La Gazette du Canal n° 16 - Actu

(été 1996)

Le journal de tout le 10e arrondissement de Paris

Éditorial

Ouf, voilà enfin l'été. Avec un numéro léger comme une brise de printemps. C'est peut-être le plus insolite. Mais l'insolite n'est-il pas somme toute une simple question de regard ?
La Gazette est bien bien fatiguée  !

Il faut dire que ce début d'année a été assez copieux pour nous tous : organisation des débats, lancement de l'appel de la porte Saint-Denis et de ses suites, brocante du Canal, tout cela est beaucoup pour une petite équipe de volontaires qui ont d'autres chats à fouetter par ailleurs (gamins pour les uns, gamines pour d'autres, recherche de la formule (al)chimique ultime, organisation de la fête finale, ou encore pissenlits par les racines carrées, relecture intégrale du "Mond'Dip", comment arriver enfin à prendre des vessies pour des lanternes sans se brûler, et autres empapaoutages dyptériques mais pas exclusivement… Bref, tout un tas de ces réflexions existentielles et activités essentielles ( ?) au quotidien de tout un chacun).
Alors, cette petite parenthèse annuelle traditionnelle va encore être la bienvenue, histoire de recharger les batteries, faire le point, choisir nos priorités pour l'année à venir - eh oui, nous réglons toujours notre calendrier sur celui de l'école.
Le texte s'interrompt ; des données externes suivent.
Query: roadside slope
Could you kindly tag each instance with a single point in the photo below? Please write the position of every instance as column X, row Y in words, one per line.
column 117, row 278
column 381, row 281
De grands enfants, vous dis-je  !
Il y a une chose que nous savons déjà, le dossier de la rentrée sera consacré aux étrangers dans le 10e.
Ah, nous allions oublier ; modernité oblige, La Gazette « monte sur l'Internet », comme on dit. Merci au CICV de Montbéliard (oh, monde virtuel  !) qui nous héberge temporairement.
Rendez-vous fin septembre pour le numéro 17.



À la porte Saint-Denis : « Lutte contre la drogue - degré zéro  ! »

Les habitants de la porte Saint-Denis et du passage du Prado, qui sont coauteurs avec La Gazette de « l'appel de la porte Saint-Denis » expliquent, par la voix de leur présidente, leur quotidien et les raisons de leur participation à cet appel.

Il y a six ans déjà…

Cela commence comme dans un conte de fées, seulement, pour nous - habitants du 10e - cela tourne au cauchemar  ! Cela fait six ans en effet que le commerce de la drogue s'est donné rendez-vous sur le boulevard Saint-Denis. Flagrant et scandaleux dès le matin jusqu'à tard dans la nuit, ce commerce génère une insécurité permanente pour les habitants du quartier, avec agressions verbales et physiques, parfois armées.

Malgré les incalculables démarches entreprises depuis six ans par la population du quartier auprès de la mairie, de la préfecture, des médias, avec preuves à l'appui - vidéos, photos, etc. - aucune amélioration sensible n'a pu être constatée. Un espoir pourtant, une réunion fut organisée le 29 janvier par la mairie du 10e avec la participation de la préfecture de police, de la mairie de Paris, du commissariat, des associations et des habitants du quartier.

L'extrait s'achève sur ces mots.